- Arap bir köpeğim vardı dedi, pek iyi huyluydu. İşte şuracıkta yol üstünde ölüyor.
- گفت در ملکم سگی بد نیکخو ** نک همیمیرد میان راه او
- Gündüz avcımdı, gece bekçim. Gözü pekti, avı hemen yakalardı. Hırsızı derhal kovardı. 480
- روز صیادم بد و شب پاسبان ** تیزچشم و صیدگیر و دزدران
- Adam derdi ne yaralandı mı? Diye sordu. Arap, hayır dedi, açlık onu bu hale getirdi.
- گفت رنجش چیست زخمی خورده است ** گفت جوع الکلب زارش کرده است
- Adam, bu derde, bu mihnete sabret dedi, Allah, sabredenlere karşılık ihsanda bulunur.
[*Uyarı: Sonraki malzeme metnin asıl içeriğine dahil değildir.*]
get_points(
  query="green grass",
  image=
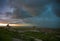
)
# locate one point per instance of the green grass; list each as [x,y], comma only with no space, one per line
[6,35]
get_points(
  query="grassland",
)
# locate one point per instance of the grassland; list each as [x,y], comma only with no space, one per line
[29,34]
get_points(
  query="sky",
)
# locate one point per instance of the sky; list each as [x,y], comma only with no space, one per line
[43,13]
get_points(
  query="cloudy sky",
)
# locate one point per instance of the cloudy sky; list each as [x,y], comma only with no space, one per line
[43,13]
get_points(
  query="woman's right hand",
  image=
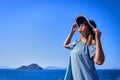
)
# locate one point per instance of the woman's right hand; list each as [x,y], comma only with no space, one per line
[74,28]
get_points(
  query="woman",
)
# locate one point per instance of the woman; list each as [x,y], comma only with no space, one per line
[84,52]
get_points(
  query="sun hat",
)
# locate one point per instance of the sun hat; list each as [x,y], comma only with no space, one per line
[83,19]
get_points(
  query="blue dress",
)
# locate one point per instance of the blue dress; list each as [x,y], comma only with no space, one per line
[81,65]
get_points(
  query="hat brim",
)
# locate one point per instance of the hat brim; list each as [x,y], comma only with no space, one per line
[81,19]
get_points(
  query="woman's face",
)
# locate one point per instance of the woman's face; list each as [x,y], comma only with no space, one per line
[83,28]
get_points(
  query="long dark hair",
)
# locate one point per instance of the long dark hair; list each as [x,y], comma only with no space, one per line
[91,35]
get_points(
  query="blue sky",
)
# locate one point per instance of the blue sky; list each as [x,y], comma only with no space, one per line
[33,31]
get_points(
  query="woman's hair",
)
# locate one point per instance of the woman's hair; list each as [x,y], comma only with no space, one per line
[91,35]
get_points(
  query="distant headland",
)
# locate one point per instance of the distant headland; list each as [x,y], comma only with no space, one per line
[32,66]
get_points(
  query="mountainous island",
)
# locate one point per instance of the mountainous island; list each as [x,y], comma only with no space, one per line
[30,67]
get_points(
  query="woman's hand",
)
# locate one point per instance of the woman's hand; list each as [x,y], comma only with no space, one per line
[74,28]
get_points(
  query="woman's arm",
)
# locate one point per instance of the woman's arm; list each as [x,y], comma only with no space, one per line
[99,56]
[69,37]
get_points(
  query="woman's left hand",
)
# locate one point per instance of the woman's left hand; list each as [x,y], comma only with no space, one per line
[97,33]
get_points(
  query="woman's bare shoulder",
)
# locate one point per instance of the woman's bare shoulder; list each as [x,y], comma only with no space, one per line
[93,41]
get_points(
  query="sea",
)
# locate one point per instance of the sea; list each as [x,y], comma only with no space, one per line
[52,74]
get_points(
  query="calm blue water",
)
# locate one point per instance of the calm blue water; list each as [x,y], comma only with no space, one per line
[12,74]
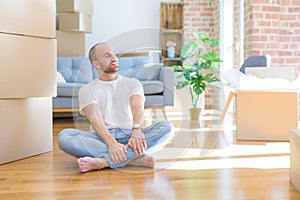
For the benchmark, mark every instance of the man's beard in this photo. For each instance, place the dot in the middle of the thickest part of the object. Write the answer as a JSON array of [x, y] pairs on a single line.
[[111, 70]]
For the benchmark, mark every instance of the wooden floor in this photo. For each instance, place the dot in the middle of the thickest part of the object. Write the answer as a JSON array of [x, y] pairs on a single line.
[[204, 161]]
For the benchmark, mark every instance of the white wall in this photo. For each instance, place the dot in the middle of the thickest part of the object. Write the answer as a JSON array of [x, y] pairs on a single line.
[[127, 25]]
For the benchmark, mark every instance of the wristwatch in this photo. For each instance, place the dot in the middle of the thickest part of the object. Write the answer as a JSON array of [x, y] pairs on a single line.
[[136, 126]]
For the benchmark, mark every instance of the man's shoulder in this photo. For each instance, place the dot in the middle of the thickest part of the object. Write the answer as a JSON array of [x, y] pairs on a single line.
[[89, 85], [128, 79]]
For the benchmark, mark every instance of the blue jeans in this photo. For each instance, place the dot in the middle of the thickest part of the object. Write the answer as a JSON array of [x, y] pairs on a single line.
[[81, 143]]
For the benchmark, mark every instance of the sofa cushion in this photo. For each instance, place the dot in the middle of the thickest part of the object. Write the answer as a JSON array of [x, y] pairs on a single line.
[[60, 78], [153, 87], [148, 72], [75, 69], [68, 89]]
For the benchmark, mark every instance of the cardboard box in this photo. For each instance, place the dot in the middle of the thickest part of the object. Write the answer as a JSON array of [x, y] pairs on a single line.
[[75, 22], [295, 158], [85, 6], [25, 128], [264, 115], [28, 67], [30, 17], [70, 43]]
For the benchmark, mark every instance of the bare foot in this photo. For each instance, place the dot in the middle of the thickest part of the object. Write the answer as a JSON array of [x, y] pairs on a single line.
[[86, 164], [144, 161]]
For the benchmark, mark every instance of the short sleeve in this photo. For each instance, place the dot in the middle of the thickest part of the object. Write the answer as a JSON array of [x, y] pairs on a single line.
[[137, 88], [86, 97]]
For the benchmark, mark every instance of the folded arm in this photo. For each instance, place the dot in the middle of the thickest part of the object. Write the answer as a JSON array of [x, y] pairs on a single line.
[[137, 140]]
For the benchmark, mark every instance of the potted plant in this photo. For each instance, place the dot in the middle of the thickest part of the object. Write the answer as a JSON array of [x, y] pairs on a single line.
[[201, 68]]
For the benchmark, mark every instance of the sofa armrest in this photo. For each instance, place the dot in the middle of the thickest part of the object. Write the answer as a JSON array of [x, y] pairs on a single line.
[[166, 75]]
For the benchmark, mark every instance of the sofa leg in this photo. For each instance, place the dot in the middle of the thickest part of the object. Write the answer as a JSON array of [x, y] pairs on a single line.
[[153, 109], [164, 112]]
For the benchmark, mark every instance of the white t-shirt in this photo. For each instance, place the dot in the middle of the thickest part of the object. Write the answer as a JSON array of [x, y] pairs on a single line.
[[112, 98]]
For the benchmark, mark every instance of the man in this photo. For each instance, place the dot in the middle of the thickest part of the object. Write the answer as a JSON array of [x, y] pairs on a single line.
[[114, 105]]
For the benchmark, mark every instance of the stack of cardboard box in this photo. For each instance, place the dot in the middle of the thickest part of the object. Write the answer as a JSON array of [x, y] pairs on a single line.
[[27, 78], [74, 20]]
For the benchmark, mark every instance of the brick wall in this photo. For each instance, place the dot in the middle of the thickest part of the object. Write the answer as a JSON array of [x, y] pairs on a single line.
[[273, 27], [270, 27]]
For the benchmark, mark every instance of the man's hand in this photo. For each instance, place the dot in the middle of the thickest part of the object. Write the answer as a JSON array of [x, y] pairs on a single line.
[[137, 142], [117, 152]]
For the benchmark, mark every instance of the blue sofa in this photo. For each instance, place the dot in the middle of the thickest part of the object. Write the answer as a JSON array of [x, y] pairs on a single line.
[[157, 80]]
- گفت صبری کن برین رنج و حرض ** صابران را فضل حق بخشد عوض
- Ondan sonra dedi ki: Ey hür kişi, elindeki şu dolu dağarcıkta ne var?
- بعد از آن گفتش کای سالار حر ** چیست اندر دستت این انبان پر
- Arap, dün akşamdan artan ekmeğim, azığım. Bedeni kuvvetlendirmek için taşımaktayım dedi.
- گفت نان و زاد و لوت دوش من ** میکشانم بهر تقویت بدن
- Adam dedi ki: Neden o köpeğe ekmek yemek vermedin? Arap o kadar merhametim yok. 485
- گفت چون ندهی بدان سگ نان و زاد ** گفت تا این حد ندارم مهر و داد
- Yolda parasız ekmek ele geçmez. Fakat gözyaşı bedava dedi.
- دست ناید بیدرم در راه نان ** لیک هست آب دو دیده رایگان
- Adam, a havayla dolu kırba, toprak başına! Demek ki sence ekmek, gözyaşından daha iyi ha?
- گفت خاکت بر سر ای پر باد مشک ** که لب نان پیش تو بهتر ز اشک
- Gözyaşı, kandır, dertle su haline gelir. Topraktan meydana gelen ekmek, beyhude kan dökmeye değmez dedi.